Portland Marijuana Rules: The New Draft
As our Oregon clients gear up for recreational marijuana license applications, most of the focus has been at the state level. We recently saw top-down rules from the Oregon Health Authority(OHA) for the re-styled medical program and for temporary recreational sales. We now await rules from the Oregon Liquor Control Commission (OLCC) for next year’s full recreational program. Parallel to these developments but less discussed, have been actions of cities and counties that will issue their own rules on zoning, permitting, and time, place and manner requirements.
Last week, the City of Portland, through its Office of Neighborhood Involvement (ONI), posteddraft rules on “Marijuana Regulatory License Procedure and Requirements.” These rules will affect a significant segment of Oregon’s marijuana industry; that is, all medical and recreational industry players within Portland city limits. To give you an idea of the size of Portland’s marijuana footprint, the city has 148 approved medical marijuana dispensaries per OHA data (compared to 93 Starbucks). Eugene is second with 27 approved dispensaries and Bend has 15.
As I have written before, Oregon is a “home rule” state and cities and counties are allowed to make rules without permission from on high, so long as those rules are not incompatible with state law. Oregon’s omnibus marijuana statute, HB 3400, permits cities and counties to legislate regarding marijuana in various ways, including even opting out from legalization entirely. Nothing in the statute says local jurisdictions can’t require their own permits, make their own zoning laws, or have their own inspections. The sole proviso is that local rules cannot conflict with state law.
The Portland draft rules are both broad and detailed. ONI proposes that the City require a fee-based license for all categories of medical and recreational marijuana businesses, including growers, processors, wholesalers and retailers. All marijuana businesses “must be within a building or structure subject to permit review” and not located in an area zoned for residential use. Medical dispensaries must be located 1,000 feet apart and retailers must be 1,000 feet apart. Doors may be open from 7am to 9pm.

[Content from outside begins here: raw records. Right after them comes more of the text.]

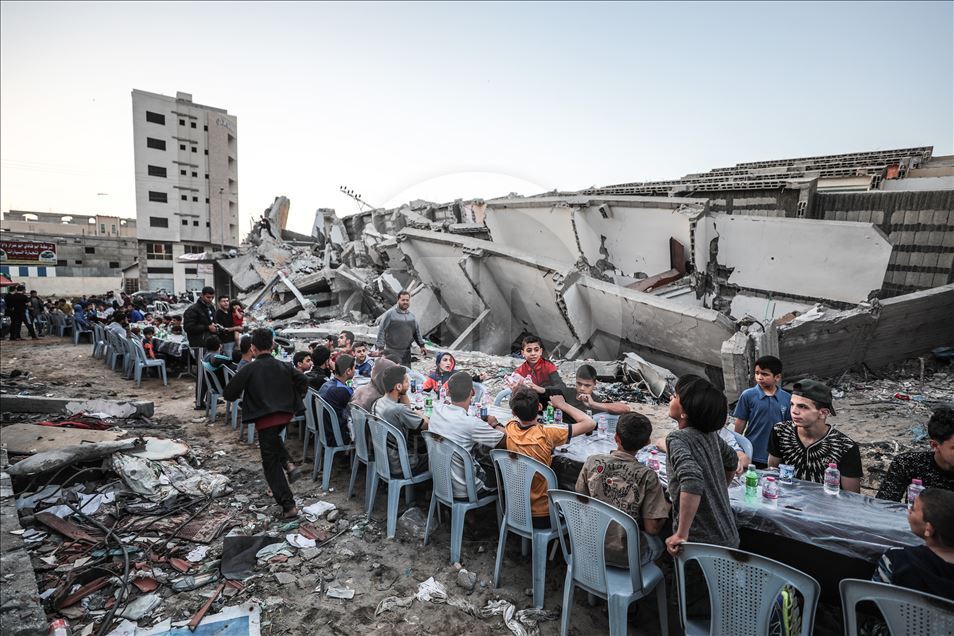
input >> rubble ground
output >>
[0,339,954,634]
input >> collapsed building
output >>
[190,147,954,393]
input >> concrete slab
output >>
[0,395,155,417]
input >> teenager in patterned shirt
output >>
[768,380,862,492]
[878,406,954,501]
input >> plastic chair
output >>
[547,490,669,636]
[129,340,169,386]
[201,362,225,422]
[838,579,954,636]
[348,404,374,512]
[494,389,512,406]
[421,431,500,563]
[676,543,821,636]
[490,450,560,608]
[311,393,354,490]
[367,415,431,539]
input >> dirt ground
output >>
[0,338,954,634]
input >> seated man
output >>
[505,386,596,528]
[318,353,354,444]
[371,366,428,477]
[427,371,504,498]
[768,380,862,492]
[576,413,669,567]
[871,488,954,601]
[878,406,954,501]
[547,364,630,421]
[354,342,374,378]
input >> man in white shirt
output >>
[428,371,504,497]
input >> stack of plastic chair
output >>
[129,340,169,386]
[422,431,500,563]
[676,543,821,636]
[490,450,560,607]
[367,415,431,539]
[311,394,354,490]
[838,579,954,636]
[548,490,669,636]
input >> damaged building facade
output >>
[205,147,954,393]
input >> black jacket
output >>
[182,300,212,347]
[223,353,308,422]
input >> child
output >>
[354,342,374,378]
[732,356,792,468]
[506,386,596,529]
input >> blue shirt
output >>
[732,384,792,464]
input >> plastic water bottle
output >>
[905,479,924,510]
[649,449,659,473]
[745,464,759,497]
[825,462,841,495]
[596,413,607,439]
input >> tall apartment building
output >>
[132,90,239,293]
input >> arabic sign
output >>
[0,241,56,265]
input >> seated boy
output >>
[504,386,596,528]
[576,413,669,567]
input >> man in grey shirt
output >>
[371,366,427,477]
[375,290,427,366]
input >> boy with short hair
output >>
[504,386,596,528]
[732,356,792,468]
[576,413,670,567]
[353,342,374,378]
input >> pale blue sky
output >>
[0,2,954,233]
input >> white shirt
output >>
[427,404,504,498]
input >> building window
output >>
[146,243,172,260]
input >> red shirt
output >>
[515,358,558,386]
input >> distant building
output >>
[0,210,139,296]
[126,90,239,293]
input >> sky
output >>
[0,2,954,234]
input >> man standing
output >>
[375,289,427,367]
[182,287,218,410]
[7,285,36,340]
[768,380,862,492]
[222,330,308,519]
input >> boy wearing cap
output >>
[768,380,863,492]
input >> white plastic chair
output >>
[421,431,500,563]
[309,396,354,490]
[676,543,821,636]
[838,579,954,636]
[490,449,560,608]
[348,404,375,513]
[129,340,169,386]
[367,415,431,539]
[547,490,669,636]
[494,389,512,406]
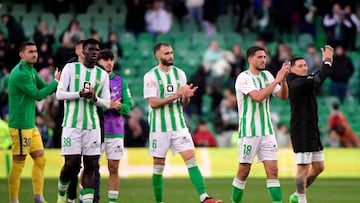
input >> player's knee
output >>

Like the OLCC and OHA, the City or Portland wants biography via a Personal History Form on every program “Applicant,” which it defines as “any individual directly involved in the management and operation of, or has at least 10% ownership interest in the Marijuana Business or Marijuana Dispensary.” This differs from the definition of “Applicant” in the latest draft rules circulated by the OLCC, which define an “Applicant” as “any person or legal entity having a financial interest in the business….” So, the Portland rules require a little less disclosure, but not much.
In addition to the Personal History Form, the City will require: descriptions of each business’ operations and its security plan; proof of a state-issued license; and proof of ownership in the form of a lease or other instrument. For storefronts, a “Control Plan” discussing security and nuisance abatement is required. Growers must provide documentation of permits from the Fire Department and Bureau of Development Services. And finally, delivery of marijuana off-site is not allowed (except as provided for under the existing Oregon Medical Marijuana Act).
After a Community Stakeholder Meeting on September 8, these rules will be considered by the Portland City Council on September 16. The City Council may adopt the rules in whole or in part, according to its charter. After the rules are adopted, and according to ONI’s timeline, the City does not anticipate accepting applications until October 1, 2016 – exactly one year to the day after the early recreational sales program begins. This is good news for marijuana businesses, which will not need to apply with the city unless they first receive a license from the state.
At this time, cannabis entrepreneurs in Portland and elsewhere should focus on influencing local rule-making while opportunities to do so still exist, as these rules will become very tough to change once codified. Ultimately, Oregon pot businesses everywhere should expect local compliance obligations (and plenty of them) in addition to the OLCC and OHA rules. We will continue to update as key developments unfold.